AXL ROSE (AR): Very funny, Joe. You should join us on tour. You'll fit right in with our comedic segment.

JR: Speaking of your tour, I've heard from my sources that you guys have a unique pre-show ritual. Is it true you do meditation headstands while reciting your lyrics backwards?

AR: Who told you that? I'd say the only ritual we have is trying to remember our song titles correctly.

JR: Now that's tricky, especially when your songs get So Misunderstood.

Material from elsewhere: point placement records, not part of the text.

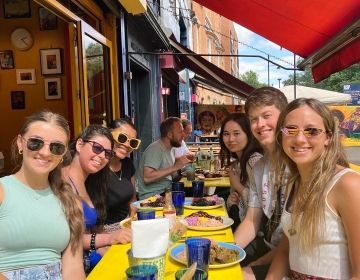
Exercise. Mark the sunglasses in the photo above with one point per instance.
(36, 144)
(98, 149)
(308, 132)
(122, 138)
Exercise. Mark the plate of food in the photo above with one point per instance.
(156, 202)
(201, 220)
(222, 254)
(205, 203)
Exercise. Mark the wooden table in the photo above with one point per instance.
(114, 263)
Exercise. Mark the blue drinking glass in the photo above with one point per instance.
(178, 201)
(142, 272)
(198, 188)
(198, 250)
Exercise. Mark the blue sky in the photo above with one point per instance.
(259, 65)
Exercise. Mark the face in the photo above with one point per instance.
(207, 124)
(304, 151)
(235, 139)
(176, 135)
(42, 161)
(122, 150)
(187, 131)
(90, 161)
(263, 121)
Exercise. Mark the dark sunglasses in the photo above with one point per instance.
(35, 144)
(308, 132)
(98, 149)
(122, 138)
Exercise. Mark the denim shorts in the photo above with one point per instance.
(42, 272)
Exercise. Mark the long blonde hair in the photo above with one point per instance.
(308, 208)
(61, 190)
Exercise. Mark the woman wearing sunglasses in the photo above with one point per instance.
(88, 173)
(322, 211)
(121, 190)
(41, 224)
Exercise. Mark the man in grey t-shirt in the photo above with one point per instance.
(158, 161)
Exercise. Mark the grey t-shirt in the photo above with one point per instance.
(156, 156)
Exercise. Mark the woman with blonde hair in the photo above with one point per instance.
(41, 224)
(322, 211)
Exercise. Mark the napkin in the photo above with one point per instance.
(150, 238)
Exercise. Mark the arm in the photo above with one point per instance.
(280, 265)
(72, 264)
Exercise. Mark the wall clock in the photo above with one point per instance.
(21, 39)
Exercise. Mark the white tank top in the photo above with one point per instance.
(330, 259)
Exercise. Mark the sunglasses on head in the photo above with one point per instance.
(122, 138)
(308, 132)
(36, 144)
(98, 149)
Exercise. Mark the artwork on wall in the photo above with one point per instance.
(17, 100)
(25, 76)
(16, 8)
(51, 61)
(6, 60)
(52, 88)
(47, 20)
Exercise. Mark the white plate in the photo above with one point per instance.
(227, 222)
(178, 250)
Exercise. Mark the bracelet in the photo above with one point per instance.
(92, 242)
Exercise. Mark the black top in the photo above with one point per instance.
(120, 192)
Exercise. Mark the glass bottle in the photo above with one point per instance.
(169, 211)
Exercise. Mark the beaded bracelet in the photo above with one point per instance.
(92, 242)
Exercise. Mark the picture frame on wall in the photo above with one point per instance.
(47, 20)
(17, 100)
(51, 61)
(7, 59)
(25, 76)
(16, 9)
(52, 88)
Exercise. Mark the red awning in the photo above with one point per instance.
(303, 27)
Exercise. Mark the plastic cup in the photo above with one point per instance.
(177, 186)
(198, 250)
(199, 274)
(178, 198)
(198, 188)
(145, 214)
(142, 272)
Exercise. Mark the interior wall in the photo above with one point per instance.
(12, 119)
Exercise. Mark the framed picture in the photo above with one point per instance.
(16, 8)
(17, 100)
(47, 20)
(6, 60)
(51, 61)
(52, 88)
(25, 76)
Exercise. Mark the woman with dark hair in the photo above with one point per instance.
(121, 190)
(239, 151)
(88, 174)
(41, 224)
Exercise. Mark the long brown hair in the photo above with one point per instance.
(61, 190)
(309, 201)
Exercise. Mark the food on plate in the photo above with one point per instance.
(203, 219)
(206, 201)
(153, 201)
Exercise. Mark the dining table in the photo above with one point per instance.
(115, 261)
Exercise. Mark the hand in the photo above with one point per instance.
(121, 236)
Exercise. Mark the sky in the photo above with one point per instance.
(263, 47)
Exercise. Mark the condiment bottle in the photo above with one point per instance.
(169, 211)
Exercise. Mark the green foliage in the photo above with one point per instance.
(335, 82)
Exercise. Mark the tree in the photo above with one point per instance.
(251, 78)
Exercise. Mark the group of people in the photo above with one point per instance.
(293, 198)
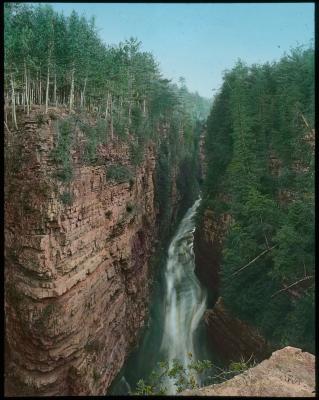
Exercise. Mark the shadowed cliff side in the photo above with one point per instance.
(77, 261)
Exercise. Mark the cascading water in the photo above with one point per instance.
(185, 299)
(177, 308)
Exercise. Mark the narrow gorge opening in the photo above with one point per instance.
(156, 228)
(175, 328)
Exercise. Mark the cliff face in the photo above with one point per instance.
(76, 275)
(208, 239)
(231, 338)
(228, 337)
(289, 372)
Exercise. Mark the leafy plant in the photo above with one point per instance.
(187, 377)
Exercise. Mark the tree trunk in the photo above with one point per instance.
(54, 92)
(144, 107)
(129, 113)
(47, 89)
(40, 89)
(14, 117)
(107, 105)
(72, 90)
(26, 87)
(83, 93)
(111, 113)
(5, 108)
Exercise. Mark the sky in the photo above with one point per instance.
(200, 41)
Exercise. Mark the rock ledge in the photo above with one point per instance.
(289, 372)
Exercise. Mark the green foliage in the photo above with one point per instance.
(119, 173)
(257, 117)
(188, 377)
(40, 119)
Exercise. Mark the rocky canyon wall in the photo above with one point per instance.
(76, 265)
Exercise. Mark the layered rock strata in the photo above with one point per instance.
(289, 372)
(231, 338)
(76, 271)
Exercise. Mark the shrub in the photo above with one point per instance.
(129, 207)
(61, 154)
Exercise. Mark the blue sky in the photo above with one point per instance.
(199, 41)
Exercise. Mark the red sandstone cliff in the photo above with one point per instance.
(76, 276)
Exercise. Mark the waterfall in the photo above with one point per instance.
(185, 299)
(176, 314)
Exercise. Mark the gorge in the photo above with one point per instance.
(146, 224)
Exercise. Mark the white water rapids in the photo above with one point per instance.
(185, 299)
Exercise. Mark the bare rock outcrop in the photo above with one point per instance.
(231, 338)
(289, 372)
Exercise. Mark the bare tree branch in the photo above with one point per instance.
(255, 259)
(293, 284)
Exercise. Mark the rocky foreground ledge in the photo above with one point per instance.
(289, 372)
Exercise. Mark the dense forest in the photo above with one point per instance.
(56, 62)
(260, 155)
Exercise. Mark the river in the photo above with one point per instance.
(178, 304)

SLASH: Yeah, Joe, you’ve got that right. Just the other day someone called 'Sweet Child o’ Mine', 'Sweet Little Tyke of Mine'. We were all like, what the hell?

JR: Speaking of misinterpretations, I've heard Axl, you've swapped your iconic bandana for a sombrero on stage?

AR: Nah, but that sounds like an interesting wardrobe switch.

JR: Say, Slash, I’ve heard you’ve stopped playing the Gibson Les Paul and switched to the Fender Telecaster?

SLASH: What? No way man, I’d never abandon my Les Paul.

JR: Just messing with you, guys. And remember, whatever the world says, you are not "The Band That Time Forgot," you're "The Band That Won't Let Time Forget Them." Thanks for taking out the time to be on the show today.

AR & SLASH: Thanks for having us, Joe. Great fun!